Ali Rimi, a 32-year-old with a stubbly beard, is on the cusp of freedom. He was just 16 when he was transferred to Guantanamo Bay, where he was held for 15 years. His US file says he attended the Al-Farouk al-Qaeda training camp in September 2001, and his brother is believed to be the current emir of al-Qaeda in the Arabian Peninsula.
Transferred to Saudi Arabia in April 2016, he has spent the last 10 months at the Nayef center. He was worried about life on the outside when he initially left Guantanamo, saying, “I am worried about how people will look at me.” But he said his time at the center has helped him overcome such concerns. He said he is a reformed man, and he dismisses violence. “Only crazy people would kill someone,” he said in basic English, which he picked up at Guantanamo.
Rimi married in April. His family arranged the match with relatives of the bride. “I’ve only seen her on Skype,” he said, smiling. After the fasting month of Ramadan, he will be let out and the pair will celebrate their union. The center supports this — marriage help is a pillar of the program, as it allows an individual to anchor in society.
According to the center’s statistics, 80% of the Guantanamo returnees have stayed on the straight and narrow. But there have been some embarrassing failures. Said al-Shihri completed the program in 2008 and then crossed the border into Yemen and went on to become the deputy chief of al-Qaeda there.

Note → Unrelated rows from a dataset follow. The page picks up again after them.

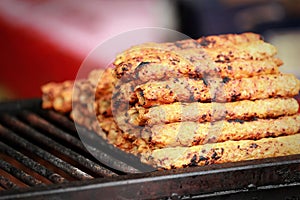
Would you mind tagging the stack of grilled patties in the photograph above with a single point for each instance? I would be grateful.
(212, 100)
(192, 102)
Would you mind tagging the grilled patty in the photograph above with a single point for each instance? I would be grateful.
(198, 57)
(220, 90)
(194, 133)
(229, 151)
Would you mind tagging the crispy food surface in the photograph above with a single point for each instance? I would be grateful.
(220, 90)
(189, 103)
(207, 112)
(194, 133)
(229, 151)
(230, 56)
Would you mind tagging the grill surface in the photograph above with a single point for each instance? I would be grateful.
(43, 157)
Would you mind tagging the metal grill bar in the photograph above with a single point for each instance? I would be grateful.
(7, 184)
(28, 131)
(54, 177)
(104, 158)
(24, 177)
(60, 119)
(38, 122)
(73, 171)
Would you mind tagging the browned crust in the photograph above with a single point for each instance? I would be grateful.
(194, 133)
(229, 151)
(205, 112)
(204, 56)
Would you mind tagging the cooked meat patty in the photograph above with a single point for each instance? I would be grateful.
(220, 90)
(194, 133)
(204, 112)
(229, 151)
(193, 57)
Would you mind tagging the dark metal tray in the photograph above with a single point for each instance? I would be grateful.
(275, 178)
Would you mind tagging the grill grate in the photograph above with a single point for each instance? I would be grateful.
(41, 154)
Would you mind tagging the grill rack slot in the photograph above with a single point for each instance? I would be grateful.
(251, 179)
(71, 170)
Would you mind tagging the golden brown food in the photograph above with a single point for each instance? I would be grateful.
(147, 71)
(205, 112)
(229, 151)
(203, 56)
(220, 90)
(191, 102)
(194, 133)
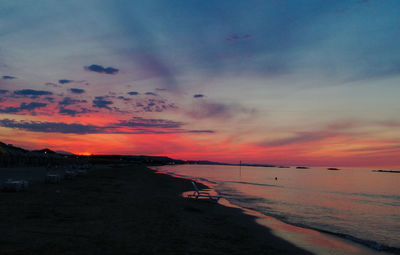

You never truly know whether someone is deradicalized, admitted Yasser al Mazrua, a psychologist at the center. “You try to build up a therapeutic relationship, and you observe their behavior. But we aren’t perfect.” Mazrua has seen radicalization up close; when he was 16, his best friend joined al-Qaeda in Iraq and was killed several months later. Now he is concerned about the next generation he will treat who have joined not al-Qaeda, but IS. More than 2,500 Saudis have gone to Iraq and Syria to fight for the extremist group, the highest number second only to Tunisia. Treating them will be the biggest challenge yet, Mazrua said. “IS has corrected the weaknesses of al-Qaeda’s ideology.” Right now he is working with half a dozen men who returned from Syria. Recently, one boy was sent back to jail after six weeks at the Nayef center. “We couldn’t get through to him.”
But the changes achieved can be striking. A group of prisoners who had spent 15 years in Guantanamo Bay did not rule out the possibility of forgiving the Americans who jailed them. “There is a different administration now to the one that imprisoned us,” said Mansour al-Qattar, who spent 10 years on a hunger strike and was force-fed. “If you are in Guantanamo, you hate the people who do this to you, but this program has helped me overcome.”
For those who do change their views, the center stays involved with them after they walk out the door. There is up to a year of financial support to help the men get back on their feet and help with getting a job if need be.
Trump’s call to “drive terrorists out of this earth” does not fall entirely on deaf ears. Not everyone is given a second chance; those linked to attacks in the kingdom are executed. Last year, Saudi Arabia executed 47 men for “terrorism offenses,” a term encompassing government critics as well as violent extremists. According to Human Rights Watch, 43 were associated with al-Qaeda attacks in the 2000s.
That might be the fate for some returnees from Syria and Iraq, too. It is unclear how many of the IS fighters will come home to Saudi Arabia, if at all. But through the country’s unique approach, combining Islamic theology with science, it hopes to reintegrate them and deter others from traveling in the future. As the founder of the center, Prince Mohammed bin Nayef, has said, “If a man reverts to violent extremism having been given everything by the state, he attracts little if any public support, whereas if a man returns to violence because he has been tortured or otherwise mistreated, he is likely to take others with him.”